Et je pense (tout haut: je n’aime à penser bas):

—La vie est bonne. Ô mes amis! Son seul défaut est qu’elle est brève: on n’en a pas pour son argent. Vous me direz: «Tiens-toi content, ta part est bonne, et tu l’as eue.» Je ne dis non. J’en voudrais deux. Et qui sait! Peut-être que j’aurai, en ne criant pas trop haut, un second morceau du gâteau... Mais le triste, c’est que si moi suis encore là, tant de bons gars que j’ai connus, où sont, hélas? Dieu! comme le temps passe, et les hommes aussi! Où est le roi Henry et le bon duc Louis?...

Et me voici parti, sur les chemins du temps jadis, à ramasser les fleurs fanées des souvenirs; et je raconte mes histoires, je ne m’en lasse, et je rabâche. Mes enfants me laissent aller; et lorsque en mon récit un mot me manque, ou je m’embrouille, ils me soufflent la fin du conte; et je m’éveille de mon songe, devant leurs yeux malicieux.

—Eh! vieux père, me disent-ils. Il faisait bon vivre, à vingt ans! Les femmes avaient, en ce temps, la gorge plus belle et fournie; et les hommes avaient le cœur au bon endroit, le reste aussi. Il fallait voir le roi Henry et son compain le duc Louis! On n’en fait plus de ce bois-ci...

Je réponds:

—Malins, vous riez? Vous faites bien, il fait bon rire. Parbleu, je ne suis pas si fou que de croire que chez nous y ait disette de vendange et de gaillards pour vendanger. Je sais bien que pour un qui part, il en vient trois, et que le bois dont on fabrique les lurons, les gars de Gaule, croît toujours dru, droit et serré. Mais ce ne sont plus les mêmes qu’on fabrique avec ce bois. Mille et mille aunes on tailleroit, jamais, jamais ne referoit Henry mon roi, ni mon Louis. Et c’était ceux-là que j’aimais... Allons, allons, mon Colas, ne nous attendrissons pas. Larme à l’œil? eh! grosse bête, est-ce que tu vas regretter de ne pouvoir, toute ta vie, remâcher la même bouchée? Le vin n’est plus le même? Il n’en est pas moins bon. Buvons! Vive le roi qui boit! Et vive aussi son peuple biberon!...

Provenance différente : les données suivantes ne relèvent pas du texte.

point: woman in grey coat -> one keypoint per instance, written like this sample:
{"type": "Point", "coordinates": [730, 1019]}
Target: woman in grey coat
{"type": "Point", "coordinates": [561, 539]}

Et puis, pour être francs, entre nous, mes enfants, un bon roi est bien bon; mais le meilleur, c’est encore moi. Soyons libres, gentils François, et nos maîtres envoyons paître! Ma terre et moi nous nous aimons, nous suffisons. Qu’ai-je affaire d’un roi du ciel, ou de la terre? Je n’ai besoin d’un trône, ici-bas, ni là-haut. À chacun sa place au soleil, et son ombre! À chacun son lopin du sol, et ses bras pour le retourner! Nous ne demandons rien d’autre. Et si le roi venait chez moi, je lui dirais:

—«Tu es mon hôte. À ta santé! Assieds-toi là. Cousin, un roi en vaut un autre. Chaque François est roi. Et bonhomme est maître chez soi.»